In the news industry, for example, many companies have used live events as a diversification strategy to offset declines in print revenues. Many of them may not be able to absorb the hit to their bottom lines if large-scale events are cancelled indefinitely. How will that affect our news diets?
The film, TV and video industries can only maintain output if their physical operations are maintained. Already, movies and shows shot in China, South Korea and Hong Kong have faced delays; on-location content produced in Italy has been halted entirely. Would you still subscribe to Netflix if it couldn’t add new shows to its library?

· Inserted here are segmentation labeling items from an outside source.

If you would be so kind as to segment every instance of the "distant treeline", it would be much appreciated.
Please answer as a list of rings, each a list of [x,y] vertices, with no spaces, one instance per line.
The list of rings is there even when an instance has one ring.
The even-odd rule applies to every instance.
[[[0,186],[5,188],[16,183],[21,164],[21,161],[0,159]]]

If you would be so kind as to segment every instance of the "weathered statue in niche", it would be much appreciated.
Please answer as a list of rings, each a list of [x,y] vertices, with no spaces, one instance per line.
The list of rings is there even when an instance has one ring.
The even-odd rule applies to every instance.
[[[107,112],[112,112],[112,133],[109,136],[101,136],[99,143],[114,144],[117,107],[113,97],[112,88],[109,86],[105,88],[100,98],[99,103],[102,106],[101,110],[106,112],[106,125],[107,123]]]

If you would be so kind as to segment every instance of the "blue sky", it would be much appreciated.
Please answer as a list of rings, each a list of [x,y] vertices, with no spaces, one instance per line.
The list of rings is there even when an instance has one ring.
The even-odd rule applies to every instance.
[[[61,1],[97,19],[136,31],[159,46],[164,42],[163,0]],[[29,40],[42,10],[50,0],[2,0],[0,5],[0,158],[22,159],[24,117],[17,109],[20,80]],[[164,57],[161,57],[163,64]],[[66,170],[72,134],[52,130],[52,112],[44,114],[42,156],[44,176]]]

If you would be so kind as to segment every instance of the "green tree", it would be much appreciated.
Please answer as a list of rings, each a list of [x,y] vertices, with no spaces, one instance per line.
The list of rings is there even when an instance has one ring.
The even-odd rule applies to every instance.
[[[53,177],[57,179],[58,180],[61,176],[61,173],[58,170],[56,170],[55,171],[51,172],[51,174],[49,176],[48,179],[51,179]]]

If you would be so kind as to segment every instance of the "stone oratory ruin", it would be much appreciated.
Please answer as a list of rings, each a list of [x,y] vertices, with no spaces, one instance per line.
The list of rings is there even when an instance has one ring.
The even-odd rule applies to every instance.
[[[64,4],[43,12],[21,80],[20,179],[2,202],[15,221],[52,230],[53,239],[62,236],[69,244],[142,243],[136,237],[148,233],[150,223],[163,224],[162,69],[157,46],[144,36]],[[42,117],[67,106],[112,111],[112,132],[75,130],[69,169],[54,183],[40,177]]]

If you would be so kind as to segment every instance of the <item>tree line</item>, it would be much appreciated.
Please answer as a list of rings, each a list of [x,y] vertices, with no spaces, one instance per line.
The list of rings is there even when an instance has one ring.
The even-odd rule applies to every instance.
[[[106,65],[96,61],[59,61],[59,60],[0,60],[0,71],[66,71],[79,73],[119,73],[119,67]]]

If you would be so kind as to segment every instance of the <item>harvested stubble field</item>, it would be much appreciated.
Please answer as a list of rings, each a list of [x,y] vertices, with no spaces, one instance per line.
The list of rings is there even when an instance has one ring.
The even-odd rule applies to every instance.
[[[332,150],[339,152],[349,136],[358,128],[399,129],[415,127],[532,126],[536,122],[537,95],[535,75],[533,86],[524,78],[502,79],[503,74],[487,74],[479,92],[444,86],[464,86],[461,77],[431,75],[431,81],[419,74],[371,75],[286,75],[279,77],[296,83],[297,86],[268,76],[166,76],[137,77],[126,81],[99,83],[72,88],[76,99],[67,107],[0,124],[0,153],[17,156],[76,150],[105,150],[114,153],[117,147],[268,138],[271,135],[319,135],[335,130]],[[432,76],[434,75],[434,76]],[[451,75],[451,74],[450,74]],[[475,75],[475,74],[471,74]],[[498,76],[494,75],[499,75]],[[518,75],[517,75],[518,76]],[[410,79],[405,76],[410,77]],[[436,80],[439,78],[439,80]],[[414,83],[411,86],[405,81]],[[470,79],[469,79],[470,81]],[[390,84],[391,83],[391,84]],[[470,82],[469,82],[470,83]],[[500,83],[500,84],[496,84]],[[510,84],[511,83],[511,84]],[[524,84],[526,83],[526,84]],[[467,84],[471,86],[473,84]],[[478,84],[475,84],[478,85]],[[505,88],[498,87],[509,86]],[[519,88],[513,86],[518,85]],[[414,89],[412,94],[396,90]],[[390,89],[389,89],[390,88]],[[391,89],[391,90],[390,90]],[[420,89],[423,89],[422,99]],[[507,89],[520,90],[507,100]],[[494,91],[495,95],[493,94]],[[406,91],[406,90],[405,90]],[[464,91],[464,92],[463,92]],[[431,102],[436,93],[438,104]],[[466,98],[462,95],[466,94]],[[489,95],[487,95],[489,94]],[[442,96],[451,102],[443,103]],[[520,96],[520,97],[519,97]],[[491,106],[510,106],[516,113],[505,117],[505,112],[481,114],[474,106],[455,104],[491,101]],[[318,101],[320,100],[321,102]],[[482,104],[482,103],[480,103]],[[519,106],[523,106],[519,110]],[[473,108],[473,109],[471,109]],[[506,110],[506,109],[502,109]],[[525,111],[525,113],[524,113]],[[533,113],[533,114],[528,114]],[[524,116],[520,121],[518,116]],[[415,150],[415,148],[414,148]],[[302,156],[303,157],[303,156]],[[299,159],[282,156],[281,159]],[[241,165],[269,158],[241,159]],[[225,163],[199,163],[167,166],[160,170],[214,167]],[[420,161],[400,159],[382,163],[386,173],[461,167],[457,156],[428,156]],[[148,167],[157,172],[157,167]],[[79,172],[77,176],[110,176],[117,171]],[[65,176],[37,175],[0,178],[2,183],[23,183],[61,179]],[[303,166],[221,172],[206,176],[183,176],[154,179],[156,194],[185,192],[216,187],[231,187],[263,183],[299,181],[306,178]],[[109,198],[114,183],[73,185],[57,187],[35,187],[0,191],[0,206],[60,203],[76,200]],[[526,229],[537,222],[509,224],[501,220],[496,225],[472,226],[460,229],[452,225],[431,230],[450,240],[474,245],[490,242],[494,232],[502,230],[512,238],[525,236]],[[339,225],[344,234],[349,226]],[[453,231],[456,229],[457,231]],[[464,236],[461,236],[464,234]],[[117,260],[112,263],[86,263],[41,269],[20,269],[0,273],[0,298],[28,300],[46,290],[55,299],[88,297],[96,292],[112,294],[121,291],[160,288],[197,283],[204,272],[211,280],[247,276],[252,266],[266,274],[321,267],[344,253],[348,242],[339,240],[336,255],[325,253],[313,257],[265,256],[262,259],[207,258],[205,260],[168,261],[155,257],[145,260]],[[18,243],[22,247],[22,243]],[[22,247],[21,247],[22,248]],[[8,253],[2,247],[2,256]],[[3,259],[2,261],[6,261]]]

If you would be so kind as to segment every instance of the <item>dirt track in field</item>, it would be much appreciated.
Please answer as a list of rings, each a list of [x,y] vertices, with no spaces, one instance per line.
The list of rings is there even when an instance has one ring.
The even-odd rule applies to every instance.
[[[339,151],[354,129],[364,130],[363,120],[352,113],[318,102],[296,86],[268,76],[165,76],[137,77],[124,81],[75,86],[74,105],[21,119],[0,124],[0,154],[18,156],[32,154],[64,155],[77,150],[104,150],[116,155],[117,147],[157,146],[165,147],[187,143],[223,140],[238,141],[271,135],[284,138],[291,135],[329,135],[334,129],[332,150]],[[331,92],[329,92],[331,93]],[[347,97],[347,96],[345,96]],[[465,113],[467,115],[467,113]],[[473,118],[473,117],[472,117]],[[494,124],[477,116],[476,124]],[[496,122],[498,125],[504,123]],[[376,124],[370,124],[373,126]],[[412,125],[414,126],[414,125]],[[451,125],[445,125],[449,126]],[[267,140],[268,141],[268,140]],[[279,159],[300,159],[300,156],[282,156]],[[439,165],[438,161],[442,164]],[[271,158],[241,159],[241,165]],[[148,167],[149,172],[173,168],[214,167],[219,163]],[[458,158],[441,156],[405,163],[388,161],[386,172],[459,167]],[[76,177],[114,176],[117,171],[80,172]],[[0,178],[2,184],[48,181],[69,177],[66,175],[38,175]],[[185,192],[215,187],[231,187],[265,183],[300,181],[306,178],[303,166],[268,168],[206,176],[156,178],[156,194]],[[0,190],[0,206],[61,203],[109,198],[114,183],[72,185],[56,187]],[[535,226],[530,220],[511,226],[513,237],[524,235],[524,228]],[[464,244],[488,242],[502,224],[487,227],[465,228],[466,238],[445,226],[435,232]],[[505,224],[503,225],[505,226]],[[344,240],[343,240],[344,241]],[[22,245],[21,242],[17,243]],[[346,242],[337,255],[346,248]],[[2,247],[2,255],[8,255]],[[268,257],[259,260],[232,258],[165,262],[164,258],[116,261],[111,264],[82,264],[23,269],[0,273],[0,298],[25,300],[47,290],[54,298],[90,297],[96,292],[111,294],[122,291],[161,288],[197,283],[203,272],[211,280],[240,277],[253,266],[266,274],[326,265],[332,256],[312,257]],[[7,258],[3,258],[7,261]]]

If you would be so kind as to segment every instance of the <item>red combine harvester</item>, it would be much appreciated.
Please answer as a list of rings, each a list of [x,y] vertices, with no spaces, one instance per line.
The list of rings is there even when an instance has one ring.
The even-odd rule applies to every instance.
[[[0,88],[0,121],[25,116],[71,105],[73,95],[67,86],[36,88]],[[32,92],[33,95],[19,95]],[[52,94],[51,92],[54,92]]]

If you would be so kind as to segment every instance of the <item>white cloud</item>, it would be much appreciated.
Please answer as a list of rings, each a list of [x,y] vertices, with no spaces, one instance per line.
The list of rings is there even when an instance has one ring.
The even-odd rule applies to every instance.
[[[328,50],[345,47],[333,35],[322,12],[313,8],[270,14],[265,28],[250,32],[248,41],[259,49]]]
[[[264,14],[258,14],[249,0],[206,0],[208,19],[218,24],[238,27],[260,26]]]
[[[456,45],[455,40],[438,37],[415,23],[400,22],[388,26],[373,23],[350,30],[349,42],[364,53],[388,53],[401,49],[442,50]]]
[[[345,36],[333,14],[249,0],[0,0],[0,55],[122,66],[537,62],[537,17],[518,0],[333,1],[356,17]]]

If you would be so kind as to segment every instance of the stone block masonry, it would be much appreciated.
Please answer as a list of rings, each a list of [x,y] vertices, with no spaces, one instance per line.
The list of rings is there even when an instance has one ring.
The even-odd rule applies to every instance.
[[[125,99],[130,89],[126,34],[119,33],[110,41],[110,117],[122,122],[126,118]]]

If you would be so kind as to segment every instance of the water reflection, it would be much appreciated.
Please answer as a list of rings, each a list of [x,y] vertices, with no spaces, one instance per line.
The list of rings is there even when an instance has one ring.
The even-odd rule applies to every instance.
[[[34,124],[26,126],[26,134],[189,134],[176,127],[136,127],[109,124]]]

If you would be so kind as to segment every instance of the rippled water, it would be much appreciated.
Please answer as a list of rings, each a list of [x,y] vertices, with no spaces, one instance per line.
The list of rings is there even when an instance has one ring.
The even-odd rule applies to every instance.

Even media giants are not immune: “ecosystem” companies that use media to drive revenues to other parts of their business will also face disruption. Disney has announced it will close every one of its theme parks around the world, as well as suspending its cruise lines until the end of March at least. Disney may be one of the most well-known content producers on the planet, but 34% of its revenues come from theme parks and another 8% from consumer products.
Finally, if sports stadiums are forced to close their doors for the long term, they could lose their allure to broadcasters. Would these competitions be as good, or as popular, without the live atmosphere that fans create?
Ultimately, the most important thing for the media and entertainment industry is to help slow down the spread of the virus and keep people informed about what people should do to stay safe. With luck, these disruptions will just be temporary. Beyond this, the industry is in uncharted waters.